I think it might help to view some alternative presentations of a graph.
Consider this very simple diamond-shaped graph, with later commits drawn higher and earlier commits drawn lower:
D
/ \
B C
\ /
A
Here, D
could be the extremely-shortened hash ID of a merge commit, with B
and C
being its two inputs (two parents, in Git's terminology). A
is the (one, single) parent of both B
and C
. As a result, B
and C
are siblings, or would be if Git used that concept directly: both have the same parent, so they must be brother and sister (or two brothers or two sisters or whatever). But Git doesn't normally talk about commits this way—it's normally only interested in immediate parent/child relationships.
We could—and git log --graph
does—also draw this as:
* d...... fourth message
|\
| * c...... third message
* | b...... another message
|/
* a...... some commit message
Like human children, Git's "children" can have more than one parent. However, the most typical case is to have just one parent, in which case that parent is the first, last, and only parent. You can number it—C^1
is A
, for instance—but there's no real need. There is no C^2
and asking for it will just get you an error.
In StackOverflow postings, I like to draw my graphs with earlier commits at the left and later ones at the right, like this:
B
/ \
A D <-- master (HEAD)
\ /
C <-- develop
This gives me room to insert the branch names, and attach the word HEAD
to one of them, as Git normally does. However, this makes it difficult to tell which parent is the first, and which is the second. Note that the first vertical diagram above has the same problem.
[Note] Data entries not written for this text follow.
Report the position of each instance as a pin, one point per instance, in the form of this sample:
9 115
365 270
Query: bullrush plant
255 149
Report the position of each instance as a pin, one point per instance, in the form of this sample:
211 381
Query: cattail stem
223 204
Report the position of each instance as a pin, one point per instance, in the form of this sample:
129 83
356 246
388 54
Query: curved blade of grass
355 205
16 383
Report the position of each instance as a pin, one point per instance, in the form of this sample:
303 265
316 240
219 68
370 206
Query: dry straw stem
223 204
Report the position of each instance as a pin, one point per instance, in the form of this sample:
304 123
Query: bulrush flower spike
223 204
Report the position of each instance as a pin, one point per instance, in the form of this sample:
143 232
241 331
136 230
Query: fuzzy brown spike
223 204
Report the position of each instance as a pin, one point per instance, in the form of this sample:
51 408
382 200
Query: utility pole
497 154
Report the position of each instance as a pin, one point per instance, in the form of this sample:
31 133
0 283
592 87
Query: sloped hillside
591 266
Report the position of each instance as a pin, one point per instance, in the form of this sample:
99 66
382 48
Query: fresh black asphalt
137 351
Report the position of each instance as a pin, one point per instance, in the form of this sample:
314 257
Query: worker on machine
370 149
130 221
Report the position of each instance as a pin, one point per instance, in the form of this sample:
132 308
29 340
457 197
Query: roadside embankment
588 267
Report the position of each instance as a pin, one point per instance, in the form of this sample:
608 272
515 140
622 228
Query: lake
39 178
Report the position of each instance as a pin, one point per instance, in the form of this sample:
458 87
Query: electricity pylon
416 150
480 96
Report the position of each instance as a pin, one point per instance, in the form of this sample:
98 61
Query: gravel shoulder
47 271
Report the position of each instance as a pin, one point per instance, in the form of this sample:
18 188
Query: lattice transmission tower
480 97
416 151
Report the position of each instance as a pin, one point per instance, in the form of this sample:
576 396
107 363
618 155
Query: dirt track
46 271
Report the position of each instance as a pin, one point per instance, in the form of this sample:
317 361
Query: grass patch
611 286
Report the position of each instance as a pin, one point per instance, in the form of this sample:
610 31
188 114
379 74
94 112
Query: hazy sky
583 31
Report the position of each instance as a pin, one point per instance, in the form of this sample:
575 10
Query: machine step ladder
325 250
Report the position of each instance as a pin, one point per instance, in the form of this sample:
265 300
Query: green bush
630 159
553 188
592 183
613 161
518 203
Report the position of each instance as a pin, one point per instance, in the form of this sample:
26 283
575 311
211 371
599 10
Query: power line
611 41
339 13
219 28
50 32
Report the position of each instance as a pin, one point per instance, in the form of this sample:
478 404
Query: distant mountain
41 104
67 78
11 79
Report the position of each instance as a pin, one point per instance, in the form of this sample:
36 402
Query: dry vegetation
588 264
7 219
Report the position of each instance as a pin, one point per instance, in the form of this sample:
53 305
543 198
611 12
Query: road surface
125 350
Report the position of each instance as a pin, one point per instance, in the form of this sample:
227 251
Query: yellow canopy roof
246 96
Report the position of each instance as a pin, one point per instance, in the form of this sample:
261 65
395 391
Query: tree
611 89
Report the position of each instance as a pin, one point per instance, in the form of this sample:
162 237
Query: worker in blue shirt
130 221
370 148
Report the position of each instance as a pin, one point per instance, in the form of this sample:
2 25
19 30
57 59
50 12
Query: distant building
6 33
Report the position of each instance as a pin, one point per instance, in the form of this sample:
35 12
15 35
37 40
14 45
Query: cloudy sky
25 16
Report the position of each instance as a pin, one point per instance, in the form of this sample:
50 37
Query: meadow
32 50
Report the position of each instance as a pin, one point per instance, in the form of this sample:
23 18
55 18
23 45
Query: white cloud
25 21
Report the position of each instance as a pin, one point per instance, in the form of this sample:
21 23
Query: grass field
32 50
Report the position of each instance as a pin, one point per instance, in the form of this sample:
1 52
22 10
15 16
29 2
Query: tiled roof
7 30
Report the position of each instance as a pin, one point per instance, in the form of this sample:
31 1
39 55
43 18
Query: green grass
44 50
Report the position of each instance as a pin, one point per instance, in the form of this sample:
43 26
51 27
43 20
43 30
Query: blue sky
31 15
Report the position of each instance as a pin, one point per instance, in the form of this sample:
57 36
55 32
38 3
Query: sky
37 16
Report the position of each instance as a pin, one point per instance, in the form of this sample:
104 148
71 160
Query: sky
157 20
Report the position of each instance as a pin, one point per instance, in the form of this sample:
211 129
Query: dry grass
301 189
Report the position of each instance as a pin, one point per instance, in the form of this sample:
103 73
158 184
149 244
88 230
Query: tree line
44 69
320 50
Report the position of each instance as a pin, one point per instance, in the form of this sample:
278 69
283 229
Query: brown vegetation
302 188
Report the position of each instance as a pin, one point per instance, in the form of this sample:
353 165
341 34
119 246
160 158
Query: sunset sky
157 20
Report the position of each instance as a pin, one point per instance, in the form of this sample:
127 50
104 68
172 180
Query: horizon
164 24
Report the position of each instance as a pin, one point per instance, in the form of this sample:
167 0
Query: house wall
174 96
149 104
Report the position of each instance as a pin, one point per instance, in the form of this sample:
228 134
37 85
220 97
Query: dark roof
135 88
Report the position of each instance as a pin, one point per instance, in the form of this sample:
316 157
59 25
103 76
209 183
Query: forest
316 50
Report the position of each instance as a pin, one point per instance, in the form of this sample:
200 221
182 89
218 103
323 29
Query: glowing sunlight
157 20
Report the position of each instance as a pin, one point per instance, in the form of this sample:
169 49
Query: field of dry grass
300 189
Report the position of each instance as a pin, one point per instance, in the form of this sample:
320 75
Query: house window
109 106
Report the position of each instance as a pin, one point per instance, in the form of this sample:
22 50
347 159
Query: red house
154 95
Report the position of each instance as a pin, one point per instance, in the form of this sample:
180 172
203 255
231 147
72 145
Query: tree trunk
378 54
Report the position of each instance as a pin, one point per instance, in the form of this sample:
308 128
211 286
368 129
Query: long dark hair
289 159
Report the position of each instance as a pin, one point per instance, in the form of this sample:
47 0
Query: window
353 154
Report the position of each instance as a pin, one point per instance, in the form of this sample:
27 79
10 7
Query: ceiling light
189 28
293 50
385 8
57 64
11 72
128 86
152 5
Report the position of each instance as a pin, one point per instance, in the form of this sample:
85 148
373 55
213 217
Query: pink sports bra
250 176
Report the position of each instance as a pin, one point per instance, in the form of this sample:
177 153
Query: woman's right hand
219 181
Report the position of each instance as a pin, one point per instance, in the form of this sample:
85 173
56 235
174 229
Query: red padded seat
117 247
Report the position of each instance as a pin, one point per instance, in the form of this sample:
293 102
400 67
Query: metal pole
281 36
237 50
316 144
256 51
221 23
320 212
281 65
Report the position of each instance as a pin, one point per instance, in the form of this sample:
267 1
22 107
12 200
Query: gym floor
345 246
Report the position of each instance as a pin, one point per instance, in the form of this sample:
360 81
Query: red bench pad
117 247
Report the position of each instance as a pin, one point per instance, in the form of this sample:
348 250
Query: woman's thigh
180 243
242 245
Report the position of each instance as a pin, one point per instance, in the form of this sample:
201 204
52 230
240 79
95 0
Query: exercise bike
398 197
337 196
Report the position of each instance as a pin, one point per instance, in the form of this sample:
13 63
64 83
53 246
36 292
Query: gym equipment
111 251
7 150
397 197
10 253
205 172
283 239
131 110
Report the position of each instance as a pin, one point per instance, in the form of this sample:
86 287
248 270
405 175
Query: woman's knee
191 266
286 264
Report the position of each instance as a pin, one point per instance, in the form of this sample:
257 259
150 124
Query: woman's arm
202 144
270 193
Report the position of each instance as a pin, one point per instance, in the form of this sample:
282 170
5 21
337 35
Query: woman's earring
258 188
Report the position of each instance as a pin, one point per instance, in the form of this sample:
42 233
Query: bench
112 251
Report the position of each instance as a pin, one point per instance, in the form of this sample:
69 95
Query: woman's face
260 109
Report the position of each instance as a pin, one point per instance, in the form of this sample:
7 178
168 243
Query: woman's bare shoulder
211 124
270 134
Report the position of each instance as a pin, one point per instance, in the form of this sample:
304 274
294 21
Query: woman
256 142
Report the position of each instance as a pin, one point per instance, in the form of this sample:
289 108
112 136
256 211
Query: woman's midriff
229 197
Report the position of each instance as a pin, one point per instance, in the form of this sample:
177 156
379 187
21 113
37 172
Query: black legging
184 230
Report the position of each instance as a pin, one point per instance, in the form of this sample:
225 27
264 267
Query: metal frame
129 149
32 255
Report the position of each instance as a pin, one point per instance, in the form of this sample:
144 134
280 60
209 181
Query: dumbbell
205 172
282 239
Any commit with at least two parents is called a merge commit. This uses the word merge as an adjective, modifying commit. We'll also see it often as just a merge, using the word merge as a noun. As ElpieKay notes, a merge commit can have more than two parents, but these octopus merges (as Git calls them) don't do anything you can't do with just pairwise merges, so they are mostly just for showing off. :-) When you do have a merge with three or more parents, you can number all of them. The only special distinction that Git itself makes is for the first parent, though, using the --first-parent
flag to various Git commands such as git log
.
Confusingly, the git merge
command does not have to make a merge commit. It has two parts, which I like to refer to merge as a verb—the act of combining work—and then subsequently making a commit. The commit it makes is a merge commit unless you tell it not to. And, as if this weren't confusing enough already, several additional Git commands do the merge as a verb part without producing a merge commit. So it's important to keep in mind the distinction between the verb form, to merge, and the noun or adjective form.
It's worth noting a few more items:
All commits—all Git objects, really—are read-only. Once a commit is made, it can never be changed, because its hash ID—its true name, as it were—is computed by running all of its underlying data through a hash function. If you were to somehow change even a single bit inside the commit, you'd get a new and different hash, and hence a new and different commit.
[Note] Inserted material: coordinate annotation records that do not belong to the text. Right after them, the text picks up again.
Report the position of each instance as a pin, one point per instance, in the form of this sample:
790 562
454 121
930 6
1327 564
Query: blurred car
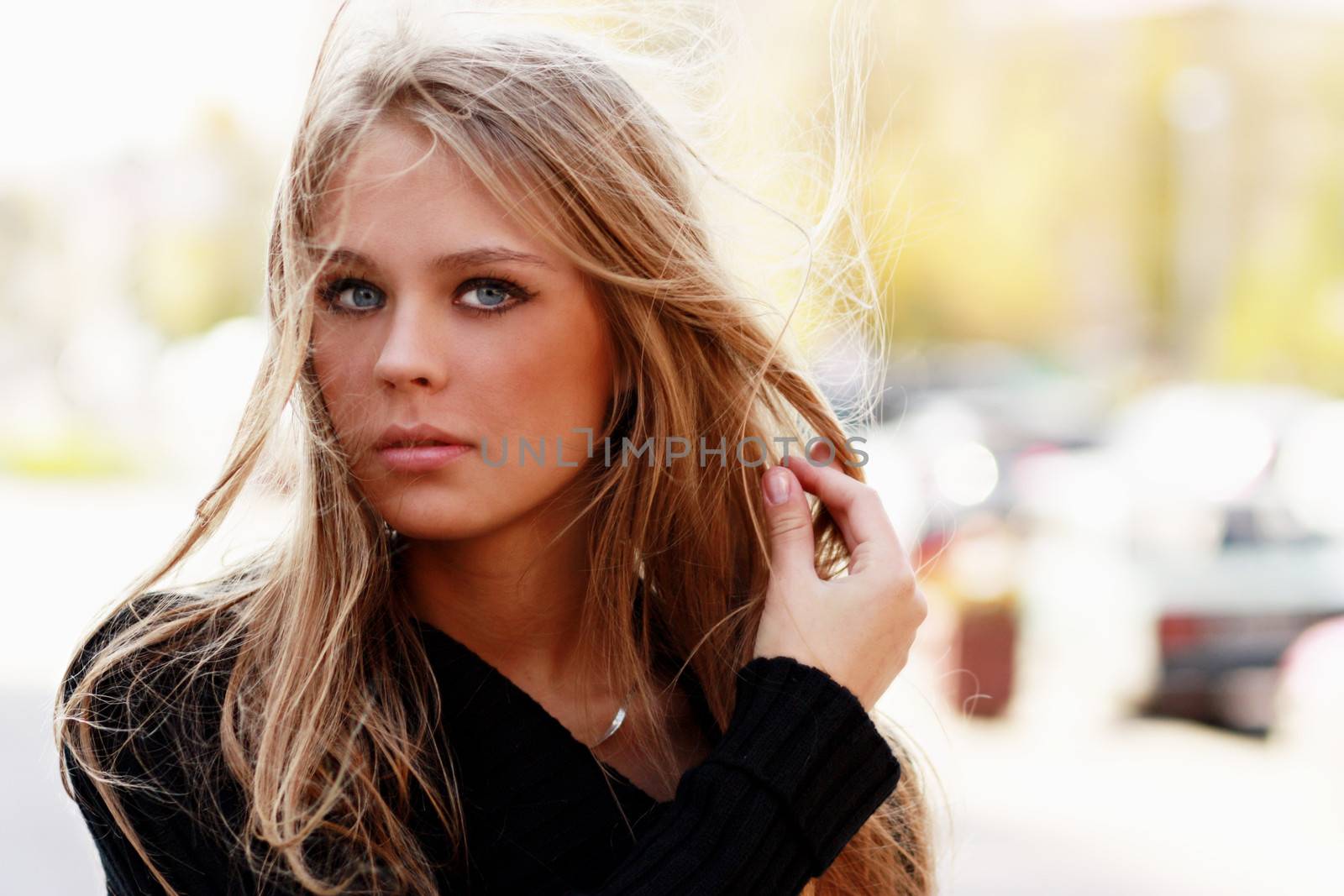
1227 621
1236 575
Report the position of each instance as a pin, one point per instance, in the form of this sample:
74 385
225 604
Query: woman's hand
858 627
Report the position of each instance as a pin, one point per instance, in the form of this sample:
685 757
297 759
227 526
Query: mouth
418 448
421 454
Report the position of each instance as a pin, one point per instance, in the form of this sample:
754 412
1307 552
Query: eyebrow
448 261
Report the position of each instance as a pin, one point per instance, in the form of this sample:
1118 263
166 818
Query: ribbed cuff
806 738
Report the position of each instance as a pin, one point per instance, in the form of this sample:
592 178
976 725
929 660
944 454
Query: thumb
790 520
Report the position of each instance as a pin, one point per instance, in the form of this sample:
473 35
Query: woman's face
441 309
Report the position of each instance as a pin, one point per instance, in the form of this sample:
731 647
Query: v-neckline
517 694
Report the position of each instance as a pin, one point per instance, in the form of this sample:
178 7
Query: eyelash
331 289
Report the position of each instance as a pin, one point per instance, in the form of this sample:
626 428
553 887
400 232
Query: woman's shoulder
152 710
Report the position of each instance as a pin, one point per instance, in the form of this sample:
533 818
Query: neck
511 595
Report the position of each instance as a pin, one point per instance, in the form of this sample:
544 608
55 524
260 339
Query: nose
414 351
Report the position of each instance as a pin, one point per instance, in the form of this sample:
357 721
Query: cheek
342 374
558 383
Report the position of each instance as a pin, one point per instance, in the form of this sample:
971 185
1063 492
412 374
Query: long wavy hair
313 647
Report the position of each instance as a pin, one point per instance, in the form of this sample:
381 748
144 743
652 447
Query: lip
421 457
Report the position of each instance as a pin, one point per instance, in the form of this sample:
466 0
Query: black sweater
799 770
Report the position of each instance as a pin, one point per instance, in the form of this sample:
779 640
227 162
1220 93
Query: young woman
497 651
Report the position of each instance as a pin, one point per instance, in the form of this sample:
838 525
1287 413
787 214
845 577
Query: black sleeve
192 859
799 770
797 773
174 837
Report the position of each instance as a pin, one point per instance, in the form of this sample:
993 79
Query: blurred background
1112 430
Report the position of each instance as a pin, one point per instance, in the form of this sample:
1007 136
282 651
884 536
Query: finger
790 521
826 454
853 504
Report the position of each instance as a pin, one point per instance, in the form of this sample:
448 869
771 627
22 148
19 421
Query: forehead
400 177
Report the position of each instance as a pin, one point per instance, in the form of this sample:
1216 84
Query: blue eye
363 295
494 295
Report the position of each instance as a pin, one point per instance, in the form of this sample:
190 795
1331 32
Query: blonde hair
307 634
Since the parent or parents exist when the child is made, the child can record the parents.
But since its child or children do not exist yet when the parent is made, the parent cannot record its children.
It's these backwards parent <- child linkages that form the commit graph.1
This means that Git's internal linkages are all, always, backwards. Git must start at the last, child-most, commit and work backwards. That's why branch names like master
always point to the tip commit of the branch. As Git works backwards, one commit at a time, merges—which have two or more parents—present a problem: Git can only move back from the child to one of the parents. Git's usual solution to this problem is to place all of the parents into a queue, then work on the first commit in the queue.
The --first-parent
flag tells Git to put only the first parent into the queue, ignoring the second parent (and any additional parents if this is an octopus merge). That allows Git to walk the commit graph without ever having more than one commit at a time to deal with.
1Mathematically, any graph G is defined by a collection of vertices V and edges E, which we write as G = (V, E). A graph can be directed, and Git's is: the links from vertex to vertex go only one way. Such edges are called arcs. In our case I prefer to call the vertices nodes; these are the actual commits themselves, and each node contains a list of all its outgoing arcs, i.e., the hash IDs of the parent commits.
Git's commit graph is not only directed but also acyclic, meaning that if we start at any one commit, and walk through the graph, we'll never return to that same commit. No parent can be its own child, in other words. This is a useful and important property for the various graph transformations that Git does, so we sometimes talk about the Git commit graph as a DAG, which is short for Directed Acyclic Graph. The commit graph, or commit DAG, represents all the snapshots you have ever made.
Note that each source snapshot is simply attached to one commit. The graph operations don't have to care what is in the corresponding snapshots: they look only at the graph itself!